CityCoins are a private enterprise, however, and are not part of a formal public-private partnership with the city governments. Instead, the coins were simply announced by the company as initiatives and then received mayoral endorsements after the fact.

While city councils are solely responsible for the local government’s financial matters, they don’t appear to have any role in the funding structure of the crypto initiative. CityCoins’ next target for a unique digital token is Austin, Texas, which Mayor Steve Adler expressed interest in during an interview with Fox Business.

Although cryptocurrency remittance has been an issue explored in the private sectors of the economy, it isn’t surprising to have come up in the public sector, said William Luther, associate professor of economics at Florida Atlantic University.

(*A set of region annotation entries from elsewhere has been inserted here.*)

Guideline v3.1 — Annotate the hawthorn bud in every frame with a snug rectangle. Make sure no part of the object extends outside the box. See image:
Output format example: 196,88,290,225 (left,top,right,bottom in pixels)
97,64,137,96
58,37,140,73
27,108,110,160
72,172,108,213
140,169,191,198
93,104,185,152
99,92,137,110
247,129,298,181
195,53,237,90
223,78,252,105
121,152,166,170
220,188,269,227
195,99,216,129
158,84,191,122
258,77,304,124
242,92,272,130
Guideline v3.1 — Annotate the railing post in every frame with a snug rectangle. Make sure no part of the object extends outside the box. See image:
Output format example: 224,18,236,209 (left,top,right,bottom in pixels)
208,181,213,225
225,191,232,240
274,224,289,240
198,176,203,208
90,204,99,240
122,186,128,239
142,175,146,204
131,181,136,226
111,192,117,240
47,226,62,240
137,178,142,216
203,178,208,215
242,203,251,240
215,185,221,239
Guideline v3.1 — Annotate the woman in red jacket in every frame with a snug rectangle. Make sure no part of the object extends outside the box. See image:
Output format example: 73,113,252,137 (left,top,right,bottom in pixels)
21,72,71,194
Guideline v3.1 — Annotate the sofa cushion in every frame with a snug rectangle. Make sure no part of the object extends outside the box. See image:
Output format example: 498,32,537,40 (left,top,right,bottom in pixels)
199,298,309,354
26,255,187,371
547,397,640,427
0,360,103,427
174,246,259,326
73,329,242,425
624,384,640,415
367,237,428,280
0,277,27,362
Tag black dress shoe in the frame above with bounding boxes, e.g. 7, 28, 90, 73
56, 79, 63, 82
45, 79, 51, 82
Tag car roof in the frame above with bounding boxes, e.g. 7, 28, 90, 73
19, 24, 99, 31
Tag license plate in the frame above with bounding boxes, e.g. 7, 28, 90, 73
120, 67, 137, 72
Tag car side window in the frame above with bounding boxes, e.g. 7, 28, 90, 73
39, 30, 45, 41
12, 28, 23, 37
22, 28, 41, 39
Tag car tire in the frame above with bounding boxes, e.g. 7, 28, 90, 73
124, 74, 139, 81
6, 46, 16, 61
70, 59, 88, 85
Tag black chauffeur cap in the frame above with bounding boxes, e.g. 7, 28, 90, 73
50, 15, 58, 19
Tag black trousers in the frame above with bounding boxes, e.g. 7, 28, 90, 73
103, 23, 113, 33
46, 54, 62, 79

“We have some mayors who want to gain some attention for their cities, and perhaps also encourage financial technology companies to relocate,” Luther told The Well News. “That would boost local tax revenues and enable the mayor to allocate more funds to his or her constituents.”

Adams said during the SOMOS Puerto Rico Conference in November that in addition to converting his own paychecks into digital currency he would explore methods to allow residents of New York to have the choice of receiving their own pay in Bitcoin and other cryptocurrencies. Despite Adams’ enthusiasm for the digital currency, it’s unclear whether the trend of crypto pay will catch on to a wide degree given the limited applicability of the tender.

It’s difficult to estimate the future value of cryptocurrencies in general, Luther said. This is because their value depends on how the issuer governs the supply and how much the demand for a particular cryptocurrency will be.

“I’m a big fan of cryptocurrencies, but I think it’s important to keep in mind why they’re useful,” Luther said. “A cryptocurrency like Bitcoin enables you to make transactions over large distances for large value amounts, in particular, across borders while protecting your financial privacy to some degree without relying on a trusted third party to intermediate that transaction.”

Should an employer send a cryptocurrency directly to an employee’s digital wallet, the employee needs to account for when the payment was received and what the value of the currency was at that particular time. When the currency is exchanged for dollars, the receiver can calculate their capital gains and pay taxes on them.

This process isn’t fundamentally different than when an employer purchases stock for their employees’ 401(k)s, Luther said. The capital gains from those assets are essentially taxed in the same manner that capital gains from crypto would be.

But generally speaking, cryptocurrencies are especially susceptible to fluctuations in the stock market. Bitcoin’s volatility index fluctuates on average by around 3% every day because, in part, demand varies and its supply is hard-capped by design at 21 million coins.

“There’s a lot of talk about Bitcoin serving as an inflation hedge,” Luther said. “But I think the empirical evidence for that position is mixed at best. So, over the last year, for example, the purchasing power of the dollar has declined more than most people expected, and we’ve had considerable inflation. But the purchasing power of Bitcoin has declined even more.”